PORTLAND, Ore. (KOIN) — In November, a woman wrote an open letter about her mother who died a month before, homeless and living in her car.
She posted the letter on Nextdoor. Her message of compassion pulls the curtain back on the many reasons why someone ends up homeless.
KOIN 6 News contacted her and asked her to read her letter. She did. All she asked is to remain anonymous.
Below, in its entirety, is her message of compassion.
I want to share my story with you. And I sincerely hope you read it with an open mind and heart. My mom was homeless. She died October 6th of natural causes.
She was a single parent raising her only child, me. When I was a very young girl she fought her way through college to attain a nursing degree. She had a huge heart for people, and was a strong patient advocate to the point of fault. She had several homes built, with one that overlooked mountains and a lake. Then, she lost it all.
See, my mom had a tumultuous upbringing. One that any of us reading would require years of therapy and support. Instead, she chose to fight through her battles. Her battle ultimately bested her. When she lost her sister to suicide, I think it broke her. It broke her mind, body, and spirit. She never recovered, and lost her way quickly thereafter.
My mom through her toughness and sadness even lost her family. I fought for her time and time again, 100 times over. But, I couldn’t win. At some point I had to begin to protect myself or else go down with her.
I was able to hold my moms hand and kiss her forehead when her heart beat its last beat. I am thankful for that moment. I struggle with guilt, shame, and overwhelming grief. Although she was pretty tough on me as a young girl, I can’t help remember what a wonderful woman she was. The beautiful letters written by patients she cared for are a testament to my claim.
Her last few months were spent in a car, living in a safe park at a church. There were two other bright eyed, sober, beautiful older ladies who also parked there. They scrounged their last few dollars to buy ME a dozen roses. They were my moms only friends when she passed.
So, I ask you this. Please realize that every case of homelessness is unique. There is no single solution. We can politicize, critique, and undervalue each other’s opinion of what the solution should be. But, ultimately WE don’t know. Just know that not all are “bad.” Perhaps they are an inconvenience and unsightly. But, also know that some might shock you with their stories of why they are homeless.
Finally, we’re in the month of November. The month that sparks thankfulness. I have come to the point in my life where I am thankful for something everyday. Whether that be my job, the roof over my head, or the fact that I have toilet paper.
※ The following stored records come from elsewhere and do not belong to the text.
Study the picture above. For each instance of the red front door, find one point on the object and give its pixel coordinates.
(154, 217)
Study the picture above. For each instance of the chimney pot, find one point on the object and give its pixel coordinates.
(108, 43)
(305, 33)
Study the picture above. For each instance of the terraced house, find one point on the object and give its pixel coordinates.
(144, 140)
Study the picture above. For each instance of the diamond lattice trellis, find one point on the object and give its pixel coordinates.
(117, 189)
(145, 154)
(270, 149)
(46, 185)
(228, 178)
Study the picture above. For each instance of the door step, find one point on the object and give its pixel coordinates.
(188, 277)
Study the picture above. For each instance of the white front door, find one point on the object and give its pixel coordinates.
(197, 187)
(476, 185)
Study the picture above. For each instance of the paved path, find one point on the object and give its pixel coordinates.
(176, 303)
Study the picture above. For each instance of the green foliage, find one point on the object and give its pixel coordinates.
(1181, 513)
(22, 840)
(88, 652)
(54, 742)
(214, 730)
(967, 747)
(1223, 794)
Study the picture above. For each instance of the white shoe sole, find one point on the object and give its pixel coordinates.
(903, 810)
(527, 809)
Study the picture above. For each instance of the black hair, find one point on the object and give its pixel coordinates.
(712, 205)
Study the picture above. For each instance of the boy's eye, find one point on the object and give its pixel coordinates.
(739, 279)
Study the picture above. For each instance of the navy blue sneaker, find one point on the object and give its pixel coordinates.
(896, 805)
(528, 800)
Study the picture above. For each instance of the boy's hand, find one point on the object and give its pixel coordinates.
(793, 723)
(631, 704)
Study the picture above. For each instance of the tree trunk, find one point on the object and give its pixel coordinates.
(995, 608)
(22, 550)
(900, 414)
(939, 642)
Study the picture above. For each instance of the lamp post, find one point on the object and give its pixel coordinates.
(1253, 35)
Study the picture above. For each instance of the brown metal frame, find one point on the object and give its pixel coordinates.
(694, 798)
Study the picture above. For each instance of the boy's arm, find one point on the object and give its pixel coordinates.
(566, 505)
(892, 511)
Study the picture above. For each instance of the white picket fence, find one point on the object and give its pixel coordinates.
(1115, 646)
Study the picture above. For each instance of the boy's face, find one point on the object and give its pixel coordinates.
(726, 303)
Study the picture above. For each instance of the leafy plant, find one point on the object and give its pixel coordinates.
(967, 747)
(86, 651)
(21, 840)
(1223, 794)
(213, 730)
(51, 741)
November shouldn’t be the only time we should be thankful, or December the only time we give.
I found my moms stethoscope in her car, coupled with her sisters christening gown, my grandfathers tin cup that he sipped from as a baby, a mug lovingly made for her from the 70’s, and loads of family photos. All of this safely tucked under what appeared to be loads of trash. Appearance is evil. Truth always lies beneath.
My final request is that you put your ear next to someone you love and listen to their heart beat. It’s a beautiful, hypnotic rhythm that breaths life, warmth, and love. Lots of love. For every beat a heart beats, it beats love. An energy that sustains life. Minds can be scrambled. But hearts are simple. They only beat for life and love. Listen to it. Cherish it. Listen to your own. You’ll realize how much YOU have to give.
Also, please start to look at the homeless with anything else but hate. Getting rid of them doesn’t solve the overwhelming problem. Sequestering them from society, and our eyes, doesn’t work either. It starts with listening.
Thank you for taking the time to read this.